Ashley Bell (Ashley Bell #1)

“Easier on the American ear,” Toba explained.

Pogo was as straightforward as the white line on a highway and as easy to read as a roadside sign. His puzzlement was obvious. “The tattoo on Bibi’s arm—ASHLEY BELL WILL LIVE. She did live, but her name was Arline Blum.”

“Is the woman still alive?” Pax asked.

“Sadly, no,” Toba said. “She died four years ago.”

“And Ashley Bell isn’t really a person,” Pogo said, “she’s a character in a novel. So why the tattoo?”

“After that first visit with her mother,” Toba said, “when she found out I’d written one novel as Halina Berg, Bibi insisted she had to read it. I told her the book was out of print, and for very good reason. My talent couldn’t make good use of that kind of material. I found my métier in jolly adventure fiction for girls. But she charmed a copy out of me.”

“Not just adventure fiction for girls,” Pax said, because there was an eleven-book series about a Valiant Academy for boys, which he had read when still living on the ranch with his family, long before the idea of becoming a SEAL had taken root in him. “It helped Bibi and me click on the first date—we’d both read Toba Ringelbaum.”

“Yes, she told me, and I was tickled. But the boy books didn’t sell as well as the series for girls, I’m afraid. Otherwise, I would have written many more.” The graceful folds of her well-aged face conspired in an expression of sheer delight, and her brandy-colored eyes brightened. “I found it so very exhilarating to climb into the young male mind, to imagine boys being boys and kicking butt with rollicking good cheer.”

“Your girls kick butt, too,” Pax said. “That’s a big reason Bibi loves those stories.”

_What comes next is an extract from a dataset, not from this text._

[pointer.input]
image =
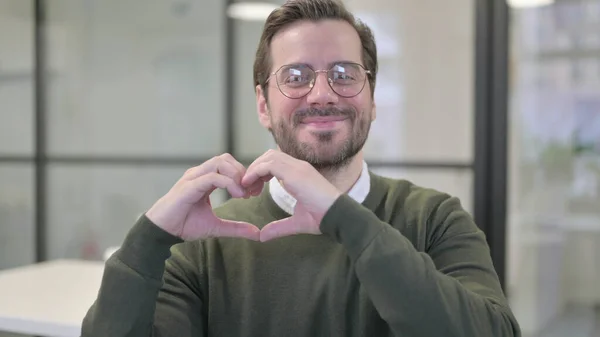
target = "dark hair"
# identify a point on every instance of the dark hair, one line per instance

“Back to my question,” Pogo said. “Why the tattoo? Where is Bibi? What is she dreaming? Or not dreaming—but doing? How is Ashley Bell a part of it?”

“Toba?” Pax said as he returned Out of the Mouth of the Dragon to her. “Any ideas?”

“There is one thing. One more strange thing.” After the old woman shelved that book, she took down another nearby volume. “I didn’t have many extras of the American edition, so I gave this one to Bibi, the British version.”

Instead of a dragon, the cover featured the face of a beautiful young girl of perhaps twelve or thirteen. Pale-blond hair. Complexion as smooth as bisque porcelain. Remarkable violet eyes. The wide-set eyes, which shone with intelligence, the direct and limpid stare, the planes and curves of the face, and the faint suggestion of defiance in the set of the mouth seemed to reveal an appealing personality, as if in this case appearance and reality were the same.

“When Arline Blum read the manuscript of the novel inspired by her life,” Toba explained, “the dear woman liked it more than she should have, considering I didn’t do the greatest justice to it. She was always a lovely, generous person. Anyway, the British publisher wanted to have the face of Ashley Bell on the cover, instead of that horrid dragon. They meant to have an illustrator paint it. I’d seen this photo of Arline when she was a girl, and I thought it perfect. She was agreeable to letting it be used. It was in black-and-white, of course, but the artist used it for reference, and painted the cover in the photorealistic style. I’m sure this is the only reason the British edition sold so much better than the American.”

“She’s kind of…mesmerizing,” Pogo said. “Did she grow up to be this beautiful?”

“Yes, indeed. And her heart was more beautiful than her face. Like I said, four years she’s been gone. I will always miss her.”

As striking as it was, the portrait on the book jacket could not be considered strange.

Pax said, “Toba, we were wondering how—but also why—Bibi might have gotten that tattoo, why Ashley Bell is a part of this. And you said there was ‘one more strange thing.’?”

“In the novel,” Toba said, “Ashley Bell survives Dachau, just as did Arline Blum, and comes to America, as did Arline, and by the early 1970s becomes a successful and highly regarded surgeon, as did Arline. My fiction was too beholden to fact. Modeled on Arline, Ashley Bell in the novel is a surgical oncologist specializing in brain cancer.”





In the west, the sun settled toward the sea, and there were just enough clouds of varied textures to ensure, a quarter of an hour from now, the day would come to its end with a burning sky. As if melting, shadows elongated in the golden light, which would soon be red.

At the window in Room 456, Nancy looked down at the hospital parking lot and didn’t like what she saw, didn’t like it at all, and turned away. The rows of parked cars reminded her of caskets lined up the way that she had seen them on the news when men killed in war were sent home by the planeload.